Daß auch nur einer der vier gesetzlichen Erben nach ihrer Stiefmutter inzwischen verstorben wäre, hat die Klägerin nicht vorgebracht. Aktenkundige Hinweise dafür fehlen. Es ist daher davon auszugehen, daß die vertragliche Bindung des Vaters der Klägerin voll aufrecht bestand.
Es war aber auch die vom Erblasser als testamentarisch eingesetzten Alleinerben nach seiner verstorbenen Ehefrau anerkannte letztwillige negative Nachfolgereglung in Ansehung der Klägerin wirksam.
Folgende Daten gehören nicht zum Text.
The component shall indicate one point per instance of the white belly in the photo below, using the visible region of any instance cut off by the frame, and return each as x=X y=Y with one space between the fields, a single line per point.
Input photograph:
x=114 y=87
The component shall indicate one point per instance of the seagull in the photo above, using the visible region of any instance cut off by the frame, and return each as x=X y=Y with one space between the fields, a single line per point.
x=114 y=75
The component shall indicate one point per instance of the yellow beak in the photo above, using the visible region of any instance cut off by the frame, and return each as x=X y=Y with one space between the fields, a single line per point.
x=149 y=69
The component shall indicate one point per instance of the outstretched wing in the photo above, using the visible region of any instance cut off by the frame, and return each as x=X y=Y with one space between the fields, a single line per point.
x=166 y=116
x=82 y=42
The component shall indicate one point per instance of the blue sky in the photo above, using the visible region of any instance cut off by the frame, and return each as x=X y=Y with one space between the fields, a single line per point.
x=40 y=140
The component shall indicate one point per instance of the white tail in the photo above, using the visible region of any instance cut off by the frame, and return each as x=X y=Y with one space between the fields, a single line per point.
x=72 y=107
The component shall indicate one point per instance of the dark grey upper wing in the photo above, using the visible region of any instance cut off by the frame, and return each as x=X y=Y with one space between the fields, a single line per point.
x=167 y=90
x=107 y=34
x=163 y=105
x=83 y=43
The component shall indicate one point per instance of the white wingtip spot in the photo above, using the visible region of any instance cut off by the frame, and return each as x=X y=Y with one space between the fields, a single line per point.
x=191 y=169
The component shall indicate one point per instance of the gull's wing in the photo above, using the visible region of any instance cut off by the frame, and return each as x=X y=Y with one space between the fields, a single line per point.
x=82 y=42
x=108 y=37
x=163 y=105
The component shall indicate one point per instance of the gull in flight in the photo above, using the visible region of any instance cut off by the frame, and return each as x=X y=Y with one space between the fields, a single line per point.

Denn selbst wenn man eine derartige negative Nachfolgeanordnung, obwohl sie die Verfügungsfähigkeit ganz entscheidend weniger beschränkt als eine fideikommissarische Substitution, denselben Beschränkungen unterwürfe, wäre die Anordnung in Ansehung der Tochter jedenfalls voll wirksam (§ 611 ABGB).
Es bleibt daher nur noch, den Revisionsausführungen zu entgegnen, daß die Stiefmutter der Klägerin mit ihrer letztwilligen Anordnung nicht ein Verhalten des zum Alleinerben eingesetzten Witwers sanktionieren, sondern eine Rechtsnachfolge über ihr Vermögen treffen wollte, was sogar in der Formulierung ihrer Anordnung sprachlichen Ausdruck fand, wenn es heißt, "es" dürfe nichts auf die Stieftochter und deren Nachkommen übergehen.
Der Revision war aus diesen Erwägungen ein Erfolg zu versagen.
Die Kostenentscheidung beruht auf den §§ 41 und 50 ZPO.